I hope that the rust compiler team is considering to integrate BOLT by default too
https://github.com/facebookincubator/BOLT
(I'm aware it's being integrated into llvm but rust could integrate the external BOLT in it's toolchain in the meantime, free performance gain for everyone is nice to have right now)
This was discussed here [1]. The conversation died off around a year ago. Not sure why... Although, it is pretty clear that BOLT's optimizations are not "free". For example:
> BOLT uses enormous amount of memory (about 6GB).
> Perf needs to be ran with LBR support; this is almost always unsupported with VMs (which means you don't want to run the measurement inside CI).

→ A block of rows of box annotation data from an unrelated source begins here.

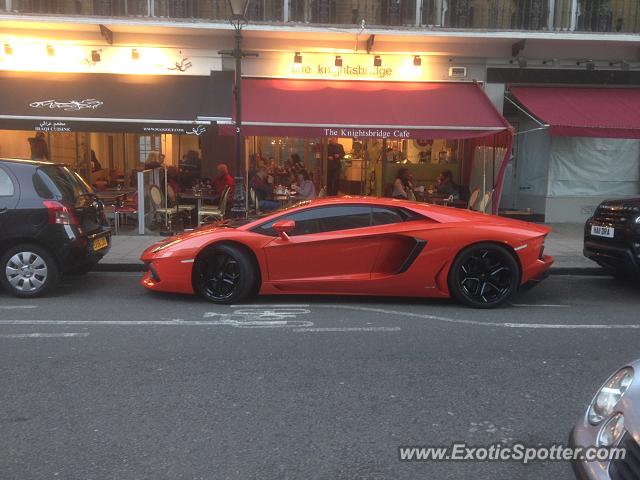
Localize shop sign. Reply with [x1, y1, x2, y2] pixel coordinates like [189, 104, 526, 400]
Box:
[291, 63, 394, 79]
[324, 128, 412, 139]
[143, 125, 207, 136]
[34, 121, 71, 132]
[29, 98, 104, 112]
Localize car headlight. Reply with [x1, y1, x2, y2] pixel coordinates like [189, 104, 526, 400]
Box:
[596, 413, 624, 447]
[151, 240, 180, 253]
[587, 367, 633, 425]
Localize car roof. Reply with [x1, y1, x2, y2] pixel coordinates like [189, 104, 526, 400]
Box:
[0, 157, 63, 165]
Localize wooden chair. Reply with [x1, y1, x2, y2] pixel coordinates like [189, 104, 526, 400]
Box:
[478, 190, 493, 213]
[467, 187, 480, 210]
[249, 188, 260, 215]
[198, 187, 231, 223]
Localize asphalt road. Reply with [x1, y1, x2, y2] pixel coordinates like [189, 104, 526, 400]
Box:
[0, 273, 640, 480]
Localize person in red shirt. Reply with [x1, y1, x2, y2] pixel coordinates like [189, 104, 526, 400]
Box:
[213, 163, 235, 201]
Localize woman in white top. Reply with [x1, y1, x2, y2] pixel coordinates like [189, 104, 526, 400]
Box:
[293, 170, 316, 200]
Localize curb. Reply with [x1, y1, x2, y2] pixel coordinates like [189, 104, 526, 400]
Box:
[93, 263, 609, 277]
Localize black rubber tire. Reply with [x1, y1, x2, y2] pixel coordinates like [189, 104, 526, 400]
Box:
[193, 244, 258, 305]
[0, 243, 60, 298]
[448, 243, 521, 308]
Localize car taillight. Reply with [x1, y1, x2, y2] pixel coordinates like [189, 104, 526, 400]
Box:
[42, 200, 78, 225]
[538, 235, 547, 259]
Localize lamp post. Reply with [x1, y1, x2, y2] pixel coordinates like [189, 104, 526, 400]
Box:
[227, 0, 250, 218]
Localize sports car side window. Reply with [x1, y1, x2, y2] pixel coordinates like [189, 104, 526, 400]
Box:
[254, 205, 371, 237]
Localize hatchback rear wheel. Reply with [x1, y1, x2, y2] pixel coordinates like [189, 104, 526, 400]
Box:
[0, 244, 58, 298]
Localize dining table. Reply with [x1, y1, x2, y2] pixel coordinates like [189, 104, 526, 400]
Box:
[176, 190, 218, 226]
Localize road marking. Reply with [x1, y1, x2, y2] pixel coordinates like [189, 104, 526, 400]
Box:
[510, 303, 571, 308]
[316, 305, 640, 330]
[0, 333, 89, 338]
[293, 327, 401, 332]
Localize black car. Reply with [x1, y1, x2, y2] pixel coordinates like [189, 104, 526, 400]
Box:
[0, 159, 111, 297]
[583, 198, 640, 278]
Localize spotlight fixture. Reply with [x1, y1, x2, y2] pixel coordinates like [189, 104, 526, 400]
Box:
[609, 60, 629, 72]
[576, 60, 596, 72]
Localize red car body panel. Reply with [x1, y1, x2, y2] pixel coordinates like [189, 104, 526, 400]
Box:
[142, 197, 553, 298]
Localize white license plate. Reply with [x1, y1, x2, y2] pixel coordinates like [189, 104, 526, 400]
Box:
[591, 225, 614, 238]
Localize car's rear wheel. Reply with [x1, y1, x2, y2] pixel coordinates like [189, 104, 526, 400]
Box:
[0, 244, 59, 298]
[193, 245, 257, 304]
[449, 243, 520, 308]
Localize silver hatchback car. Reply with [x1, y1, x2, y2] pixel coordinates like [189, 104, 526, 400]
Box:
[569, 360, 640, 480]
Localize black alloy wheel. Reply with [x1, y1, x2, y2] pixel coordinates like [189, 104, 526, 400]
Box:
[194, 245, 256, 304]
[449, 243, 520, 308]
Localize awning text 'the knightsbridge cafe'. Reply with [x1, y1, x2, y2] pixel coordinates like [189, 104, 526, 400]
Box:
[323, 128, 411, 139]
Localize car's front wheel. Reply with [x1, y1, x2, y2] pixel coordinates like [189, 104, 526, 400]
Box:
[193, 245, 257, 304]
[449, 243, 520, 308]
[0, 244, 58, 298]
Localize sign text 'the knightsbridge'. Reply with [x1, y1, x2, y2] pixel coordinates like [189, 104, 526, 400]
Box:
[291, 64, 393, 78]
[324, 128, 411, 138]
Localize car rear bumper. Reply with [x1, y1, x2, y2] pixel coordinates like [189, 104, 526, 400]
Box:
[57, 229, 111, 272]
[583, 240, 640, 275]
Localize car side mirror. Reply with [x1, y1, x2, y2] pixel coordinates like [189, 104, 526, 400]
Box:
[273, 220, 296, 240]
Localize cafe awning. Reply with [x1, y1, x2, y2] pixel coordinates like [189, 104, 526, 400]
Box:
[222, 78, 511, 139]
[511, 87, 640, 139]
[0, 71, 233, 135]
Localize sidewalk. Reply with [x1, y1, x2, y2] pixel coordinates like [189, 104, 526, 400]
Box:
[98, 223, 602, 275]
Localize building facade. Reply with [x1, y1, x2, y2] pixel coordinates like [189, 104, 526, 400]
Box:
[0, 0, 640, 222]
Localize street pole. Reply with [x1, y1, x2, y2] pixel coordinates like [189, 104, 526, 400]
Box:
[231, 27, 247, 218]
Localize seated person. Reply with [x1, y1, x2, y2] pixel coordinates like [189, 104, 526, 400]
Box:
[391, 168, 415, 200]
[213, 163, 235, 202]
[249, 167, 280, 210]
[291, 170, 316, 200]
[436, 170, 460, 198]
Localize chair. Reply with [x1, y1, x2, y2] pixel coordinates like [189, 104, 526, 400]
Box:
[249, 188, 260, 215]
[198, 187, 231, 223]
[478, 190, 493, 213]
[467, 187, 480, 210]
[149, 185, 178, 227]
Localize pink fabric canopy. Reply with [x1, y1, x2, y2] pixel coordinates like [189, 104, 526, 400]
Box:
[221, 78, 511, 139]
[511, 86, 640, 139]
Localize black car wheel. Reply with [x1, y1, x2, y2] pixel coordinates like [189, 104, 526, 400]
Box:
[449, 243, 520, 308]
[0, 244, 58, 298]
[194, 245, 257, 304]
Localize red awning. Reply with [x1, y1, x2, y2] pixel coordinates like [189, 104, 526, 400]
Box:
[222, 78, 511, 139]
[511, 87, 640, 138]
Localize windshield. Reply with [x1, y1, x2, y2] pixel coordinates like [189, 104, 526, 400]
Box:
[38, 165, 93, 204]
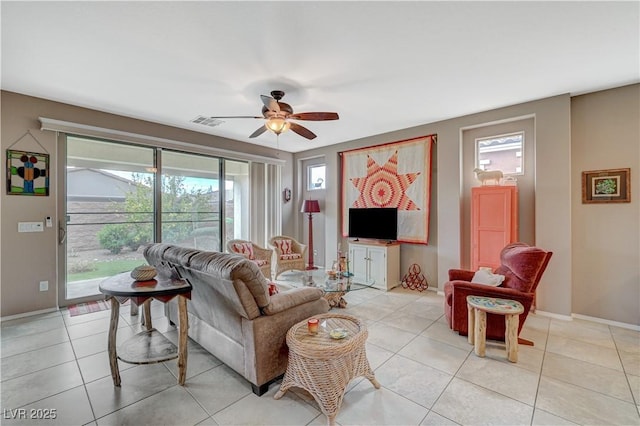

BOLT just permutes link order? The object permutation from a BOLT run should be good for months until the underlying objects have substantially drifted?
At any price? You could throw something like souper at the problem[0]. It makes compilation about 20 times slower in some benchmarks in their paper. This is on the IR level, iirc similar optimizers exist for assembly generation, so you can throw that in as another pass.
Seems to me that raising the ceiling on optimisation is good to have, even if the computational cost is very high. If it works reliably, it wouldn't be necessary to do optimised release builds very often, and they could be offloaded onto a heavyweight build server, perhaps on the cloud.